Climate change is a major challenge for biodiversity conservation and has a real impact on the daily lives and livelihoods of millions of people. Environmental groups and other civil society actors have been crucial players in raising awareness and lobbying for action to protect the environment through all sorts of advocacy actions. Although unevenly and insufficiently, national, regional and local governments have begun to take action to protect the environment and fight the causes and effects of this climate crisis. At the international level, the UN has also included the fight against climate change as one of its priorities, as the 2030 Agenda illustrates. However, the role of citizens remains fundamental in raising awareness, exerting pressure, taking action and co-creating the required public policies.

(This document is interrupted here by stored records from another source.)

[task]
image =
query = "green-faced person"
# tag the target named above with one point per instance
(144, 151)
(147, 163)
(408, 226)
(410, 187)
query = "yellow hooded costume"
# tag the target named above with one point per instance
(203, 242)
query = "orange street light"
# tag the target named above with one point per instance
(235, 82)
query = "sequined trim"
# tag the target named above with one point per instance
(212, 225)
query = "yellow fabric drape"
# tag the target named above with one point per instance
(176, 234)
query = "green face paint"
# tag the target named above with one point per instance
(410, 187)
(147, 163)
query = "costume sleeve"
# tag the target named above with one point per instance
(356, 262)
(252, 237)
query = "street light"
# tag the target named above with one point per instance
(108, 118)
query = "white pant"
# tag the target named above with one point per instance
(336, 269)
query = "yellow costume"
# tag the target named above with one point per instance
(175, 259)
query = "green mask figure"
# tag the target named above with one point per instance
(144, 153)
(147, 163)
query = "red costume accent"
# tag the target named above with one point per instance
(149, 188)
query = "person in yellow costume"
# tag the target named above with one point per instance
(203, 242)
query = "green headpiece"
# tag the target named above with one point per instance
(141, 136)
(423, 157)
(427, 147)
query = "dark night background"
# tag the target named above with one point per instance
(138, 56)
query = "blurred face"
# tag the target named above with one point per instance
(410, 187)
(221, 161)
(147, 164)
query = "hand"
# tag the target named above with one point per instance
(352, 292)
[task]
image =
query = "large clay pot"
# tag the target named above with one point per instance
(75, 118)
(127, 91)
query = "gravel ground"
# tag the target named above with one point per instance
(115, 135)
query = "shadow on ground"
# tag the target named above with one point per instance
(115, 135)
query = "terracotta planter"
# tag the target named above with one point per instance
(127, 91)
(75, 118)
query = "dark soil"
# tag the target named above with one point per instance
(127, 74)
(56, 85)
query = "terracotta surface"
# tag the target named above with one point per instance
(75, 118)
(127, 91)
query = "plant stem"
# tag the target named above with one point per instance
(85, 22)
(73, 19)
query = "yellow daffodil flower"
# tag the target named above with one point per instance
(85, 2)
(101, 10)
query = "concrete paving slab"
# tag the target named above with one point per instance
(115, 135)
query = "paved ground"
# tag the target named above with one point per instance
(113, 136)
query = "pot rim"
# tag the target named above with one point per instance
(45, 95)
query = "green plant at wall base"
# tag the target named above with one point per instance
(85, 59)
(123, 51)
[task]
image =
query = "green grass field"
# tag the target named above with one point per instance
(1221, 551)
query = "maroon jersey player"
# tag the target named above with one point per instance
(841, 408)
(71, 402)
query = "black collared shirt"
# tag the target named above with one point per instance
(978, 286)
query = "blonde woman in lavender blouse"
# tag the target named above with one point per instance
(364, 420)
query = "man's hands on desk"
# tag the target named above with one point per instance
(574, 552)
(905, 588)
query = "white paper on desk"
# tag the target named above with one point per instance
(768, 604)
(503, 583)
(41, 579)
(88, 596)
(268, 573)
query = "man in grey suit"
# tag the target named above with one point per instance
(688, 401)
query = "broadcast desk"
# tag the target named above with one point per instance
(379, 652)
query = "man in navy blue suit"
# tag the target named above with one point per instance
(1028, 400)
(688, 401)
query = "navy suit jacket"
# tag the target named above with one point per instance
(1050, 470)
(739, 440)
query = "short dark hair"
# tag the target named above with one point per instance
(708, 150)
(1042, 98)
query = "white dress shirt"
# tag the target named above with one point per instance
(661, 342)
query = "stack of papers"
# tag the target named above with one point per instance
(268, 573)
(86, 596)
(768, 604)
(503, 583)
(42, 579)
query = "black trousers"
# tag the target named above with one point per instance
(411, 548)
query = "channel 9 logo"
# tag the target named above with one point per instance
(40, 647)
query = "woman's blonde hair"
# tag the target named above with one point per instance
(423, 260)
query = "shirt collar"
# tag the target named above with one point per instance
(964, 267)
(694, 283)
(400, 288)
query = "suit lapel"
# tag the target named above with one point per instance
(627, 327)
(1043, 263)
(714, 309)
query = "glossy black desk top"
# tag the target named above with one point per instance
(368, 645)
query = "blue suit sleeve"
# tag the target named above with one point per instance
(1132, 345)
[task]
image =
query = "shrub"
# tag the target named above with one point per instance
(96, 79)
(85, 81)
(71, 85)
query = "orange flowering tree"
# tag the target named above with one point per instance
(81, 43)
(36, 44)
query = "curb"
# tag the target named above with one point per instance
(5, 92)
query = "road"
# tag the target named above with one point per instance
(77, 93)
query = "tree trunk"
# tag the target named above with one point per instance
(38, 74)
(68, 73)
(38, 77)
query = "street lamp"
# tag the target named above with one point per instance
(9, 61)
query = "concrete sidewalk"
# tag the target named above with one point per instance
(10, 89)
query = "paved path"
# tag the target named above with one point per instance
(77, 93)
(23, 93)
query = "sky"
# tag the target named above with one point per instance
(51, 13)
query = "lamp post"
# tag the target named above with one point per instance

Local governments and members of the IOPD network are firmly committed to the fight for the protection of the environment and against the climate crisis, and they have also noted that this emergency could jeopardize fundamental rights and democracy itself. Hence their aim to bring both principles together: democracy and sustainability. Building on this conviction, we want to share analyses and experiences and explore how citizen's actions and their participation in the co-creation of public policies are fundamental for mitigating and adapting to the effects of climate change.

In the past, the IOPD had already stressed the relevance of this link between citizen participation and the fight against the climate crisis. At our last conference in Iztapalapa, these issues were addressed, and two sessions were exclusively dedicated to deepening these relationships (Roundtable - Citizen Participation as a Force for Articulating Society for Sustainable Development and Territorial Experiences Exchange Panel - Contribution of participatory budgets for climate adaptation and mitigation, in the perspective of building the right to the city).

However, in 2020 we decided to go one step further, placing the climate emergency at the centre of our priorities, by contributing to the promotion and dissemination of participatory experiences for its mitigation. For this reason, the 14th IOPD Award has as its specific objective the promotion of climate-related experiences. The IOPD has also published a study on participatory budgets as a tool for combating climate change, commissioned to Yves Cabannes, urban planner and activist specializing in municipal and local governance at the University College London.